Attorney: Execution may be virus super-spreader, seeks delay

MONTGOMERY, Ala. (AP) — A lawyer for an Alabama inmate scheduled to be executed next month is asking the Alabama Supreme Court to delay the lethal injection because of COVID-19.

The normally crowded witness rooms by the execution chamber increase the risk of spreading the virus and restrictions on travel and prison visits during the pandemic make it more difficult for his attorney to prepare a clemency petition, an attorney for Willie B Smith wrote in the petition filed Wednesday.

“Mr. Smith’s execution has all the makings of a super-spreader event, threatening not just the lives of those who attend the execution, but also the lives of the people in the communities from which they came,” attorney Leslie S. Smith wrote.

The witness rooms adjoining the execution chamber house prison staff, reporters and family members of the victim and inmate.

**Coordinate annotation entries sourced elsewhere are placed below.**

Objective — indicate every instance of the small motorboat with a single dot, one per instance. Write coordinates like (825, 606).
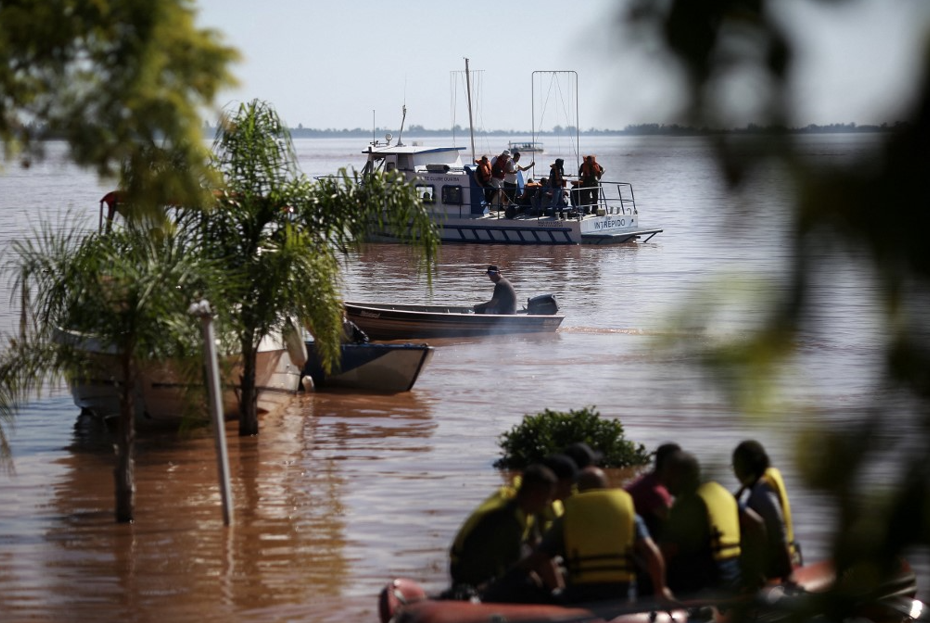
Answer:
(388, 368)
(892, 602)
(530, 147)
(165, 394)
(387, 321)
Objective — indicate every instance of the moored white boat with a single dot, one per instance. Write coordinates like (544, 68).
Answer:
(163, 395)
(386, 321)
(457, 204)
(529, 147)
(388, 368)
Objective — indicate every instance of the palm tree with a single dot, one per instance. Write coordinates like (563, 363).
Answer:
(280, 236)
(128, 291)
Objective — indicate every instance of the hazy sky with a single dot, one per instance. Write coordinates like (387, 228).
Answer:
(331, 64)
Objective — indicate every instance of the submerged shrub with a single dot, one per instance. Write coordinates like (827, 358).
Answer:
(550, 431)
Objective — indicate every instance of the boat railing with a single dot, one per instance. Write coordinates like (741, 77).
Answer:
(621, 201)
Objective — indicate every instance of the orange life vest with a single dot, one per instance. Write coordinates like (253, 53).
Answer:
(483, 172)
(497, 169)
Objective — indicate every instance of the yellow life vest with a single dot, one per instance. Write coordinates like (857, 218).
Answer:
(723, 516)
(598, 530)
(499, 498)
(539, 523)
(772, 477)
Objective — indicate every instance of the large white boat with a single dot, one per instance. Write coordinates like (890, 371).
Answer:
(448, 187)
(528, 147)
(457, 203)
(165, 395)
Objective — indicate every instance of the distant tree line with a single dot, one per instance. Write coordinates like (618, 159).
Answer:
(644, 129)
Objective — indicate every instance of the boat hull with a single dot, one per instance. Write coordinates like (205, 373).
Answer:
(393, 322)
(528, 230)
(405, 600)
(387, 368)
(164, 395)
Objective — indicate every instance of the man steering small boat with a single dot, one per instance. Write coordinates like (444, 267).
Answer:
(504, 298)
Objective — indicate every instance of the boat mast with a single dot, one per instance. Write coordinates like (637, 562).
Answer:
(471, 125)
(401, 133)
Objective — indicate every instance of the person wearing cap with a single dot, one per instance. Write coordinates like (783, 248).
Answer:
(557, 185)
(511, 169)
(504, 298)
(483, 177)
(701, 539)
(775, 553)
(498, 173)
(652, 502)
(488, 546)
(597, 537)
(650, 495)
(589, 174)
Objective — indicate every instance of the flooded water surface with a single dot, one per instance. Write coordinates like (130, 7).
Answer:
(341, 492)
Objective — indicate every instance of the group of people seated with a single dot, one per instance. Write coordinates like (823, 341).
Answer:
(560, 533)
(498, 178)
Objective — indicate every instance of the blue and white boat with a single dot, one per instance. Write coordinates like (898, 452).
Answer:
(384, 368)
(457, 204)
(448, 188)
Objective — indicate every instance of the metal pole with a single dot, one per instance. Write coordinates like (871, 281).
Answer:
(471, 124)
(202, 309)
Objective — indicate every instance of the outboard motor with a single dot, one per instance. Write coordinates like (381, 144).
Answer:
(542, 305)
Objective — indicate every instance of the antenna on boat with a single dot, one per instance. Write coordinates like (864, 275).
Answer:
(471, 125)
(403, 118)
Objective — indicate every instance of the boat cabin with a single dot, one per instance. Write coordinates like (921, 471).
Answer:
(444, 183)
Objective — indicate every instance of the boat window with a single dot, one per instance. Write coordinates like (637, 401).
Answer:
(452, 195)
(427, 192)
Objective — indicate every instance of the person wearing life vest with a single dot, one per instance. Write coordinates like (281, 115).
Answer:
(512, 169)
(589, 174)
(483, 177)
(701, 539)
(499, 165)
(597, 536)
(491, 541)
(763, 492)
(557, 184)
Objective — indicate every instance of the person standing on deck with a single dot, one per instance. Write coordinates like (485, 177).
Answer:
(483, 178)
(511, 169)
(498, 173)
(504, 298)
(557, 184)
(590, 173)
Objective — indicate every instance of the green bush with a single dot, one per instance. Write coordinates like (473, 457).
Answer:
(552, 431)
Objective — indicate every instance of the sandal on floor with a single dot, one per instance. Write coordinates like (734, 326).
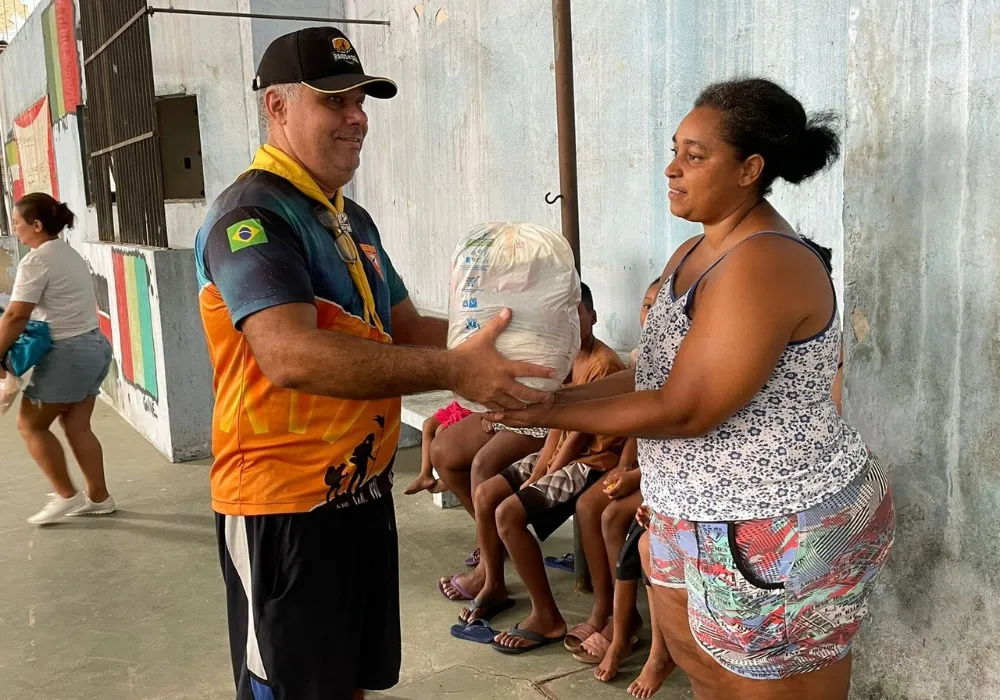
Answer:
(577, 636)
(478, 631)
(539, 641)
(465, 595)
(489, 610)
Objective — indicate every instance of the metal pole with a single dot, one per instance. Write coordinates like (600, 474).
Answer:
(562, 30)
(562, 34)
(259, 15)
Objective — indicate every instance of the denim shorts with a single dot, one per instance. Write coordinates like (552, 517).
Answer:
(783, 596)
(72, 371)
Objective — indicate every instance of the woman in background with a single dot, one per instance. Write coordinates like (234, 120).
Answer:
(54, 285)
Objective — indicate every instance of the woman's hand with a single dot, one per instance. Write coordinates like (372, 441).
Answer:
(622, 484)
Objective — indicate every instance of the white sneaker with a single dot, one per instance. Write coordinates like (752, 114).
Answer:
(56, 508)
(105, 507)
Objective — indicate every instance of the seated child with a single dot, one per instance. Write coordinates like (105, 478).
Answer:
(434, 426)
(541, 491)
(603, 527)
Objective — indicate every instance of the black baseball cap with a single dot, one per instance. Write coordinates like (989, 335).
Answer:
(322, 58)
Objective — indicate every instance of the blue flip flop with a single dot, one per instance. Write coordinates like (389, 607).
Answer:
(539, 641)
(564, 563)
(488, 610)
(478, 631)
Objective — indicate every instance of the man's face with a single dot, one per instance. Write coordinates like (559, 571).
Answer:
(323, 132)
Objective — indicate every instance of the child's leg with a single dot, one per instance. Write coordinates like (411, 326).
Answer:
(425, 481)
(615, 525)
(659, 665)
(589, 512)
(624, 627)
(486, 582)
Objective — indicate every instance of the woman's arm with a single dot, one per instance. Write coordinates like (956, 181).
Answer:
(613, 385)
(12, 324)
(745, 319)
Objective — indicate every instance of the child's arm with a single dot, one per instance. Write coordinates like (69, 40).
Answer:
(574, 444)
(544, 457)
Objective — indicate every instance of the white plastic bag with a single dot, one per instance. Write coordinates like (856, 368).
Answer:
(10, 387)
(529, 270)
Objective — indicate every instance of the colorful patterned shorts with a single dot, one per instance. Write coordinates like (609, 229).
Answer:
(784, 596)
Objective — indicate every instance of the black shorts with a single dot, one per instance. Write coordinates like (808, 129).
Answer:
(629, 558)
(551, 500)
(313, 601)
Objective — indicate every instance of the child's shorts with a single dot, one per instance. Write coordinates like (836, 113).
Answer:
(629, 559)
(551, 500)
(451, 414)
(783, 596)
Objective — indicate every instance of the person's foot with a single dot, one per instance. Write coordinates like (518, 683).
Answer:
(553, 628)
(652, 676)
(56, 508)
(619, 650)
(91, 507)
(464, 586)
(487, 597)
(421, 483)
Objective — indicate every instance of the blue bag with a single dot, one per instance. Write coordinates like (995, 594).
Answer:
(29, 349)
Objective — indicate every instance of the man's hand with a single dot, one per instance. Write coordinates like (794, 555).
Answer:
(622, 484)
(481, 374)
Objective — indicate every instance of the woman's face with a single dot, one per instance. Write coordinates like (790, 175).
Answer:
(29, 234)
(707, 179)
(647, 303)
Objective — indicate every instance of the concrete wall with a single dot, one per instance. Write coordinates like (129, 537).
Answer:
(160, 380)
(922, 206)
(472, 135)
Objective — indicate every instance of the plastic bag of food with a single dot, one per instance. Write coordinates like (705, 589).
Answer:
(529, 270)
(10, 387)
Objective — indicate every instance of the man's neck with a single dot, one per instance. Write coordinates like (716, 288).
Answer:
(284, 148)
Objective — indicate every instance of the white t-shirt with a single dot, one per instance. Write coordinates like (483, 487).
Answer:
(57, 280)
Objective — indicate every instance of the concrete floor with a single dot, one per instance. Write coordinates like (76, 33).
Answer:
(132, 606)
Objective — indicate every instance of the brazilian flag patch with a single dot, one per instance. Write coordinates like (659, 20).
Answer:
(245, 234)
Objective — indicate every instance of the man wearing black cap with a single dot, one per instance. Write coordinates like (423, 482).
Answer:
(313, 339)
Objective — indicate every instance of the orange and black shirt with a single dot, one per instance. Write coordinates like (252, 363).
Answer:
(264, 243)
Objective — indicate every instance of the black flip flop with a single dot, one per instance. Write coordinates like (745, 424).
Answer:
(489, 609)
(478, 631)
(539, 640)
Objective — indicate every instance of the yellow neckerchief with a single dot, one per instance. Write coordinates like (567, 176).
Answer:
(277, 162)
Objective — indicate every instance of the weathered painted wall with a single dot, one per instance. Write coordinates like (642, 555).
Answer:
(158, 380)
(472, 135)
(204, 56)
(147, 299)
(922, 206)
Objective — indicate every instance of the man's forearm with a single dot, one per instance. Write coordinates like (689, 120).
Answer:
(614, 385)
(335, 364)
(572, 447)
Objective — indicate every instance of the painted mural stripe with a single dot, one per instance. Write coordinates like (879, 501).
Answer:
(121, 302)
(135, 328)
(59, 108)
(51, 50)
(145, 325)
(68, 62)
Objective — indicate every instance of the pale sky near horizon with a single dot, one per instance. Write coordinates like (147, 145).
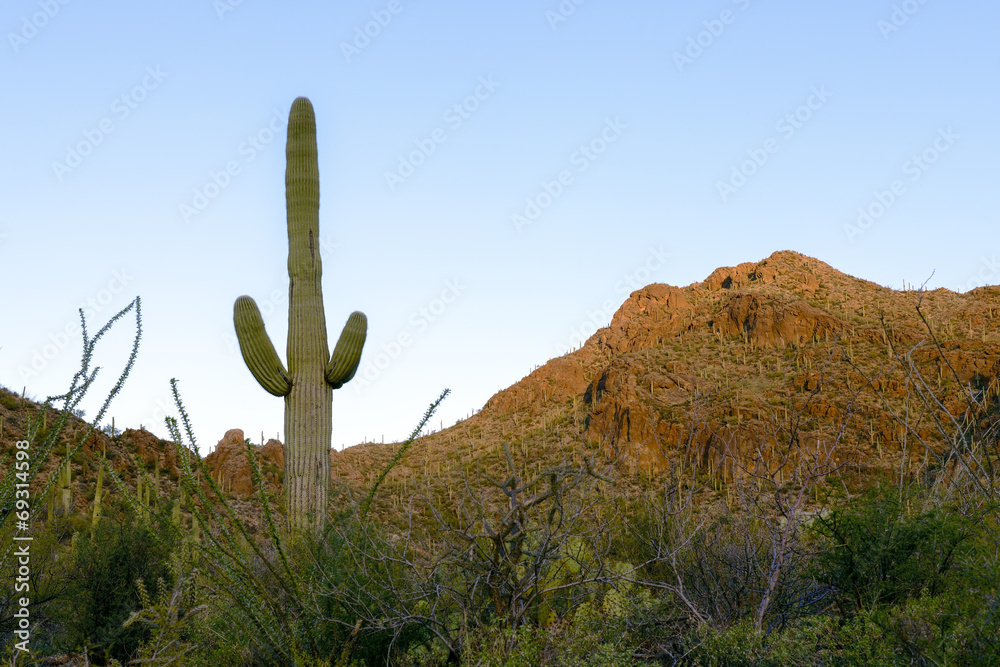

The Justice Department last month said eight staff members who took part in a federal execution in December tested positive for the coronavirus.

Smith, 51, is set to be executed by lethal injection Feb. 11 at Holman Correctional Facility. He was convicted of the 1991 shotgun slaying of Sharma Ruth Johnson. Prosecutors said Smith abducted Johnson as she waited to use an ATM in Birmingham, forced her into the trunk of a car and withdrew $80 using her bank card. Prosecutors said he then took her to a cemetery where he shot her in the back of the head.

Defense attorneys said they have been unable to visit Smith in person since March when the state prison system suspended in-person visitation. While phone calls are allowed, the attorney argued that is not an adequate substitute to in-person visits where they can better monitor him.

“Mr. Smith’s team cannot complete the work necessary to fulfill their obligation to him without putting themselves, their families and coworkers, and witnesses at risk,” his attorney wrote.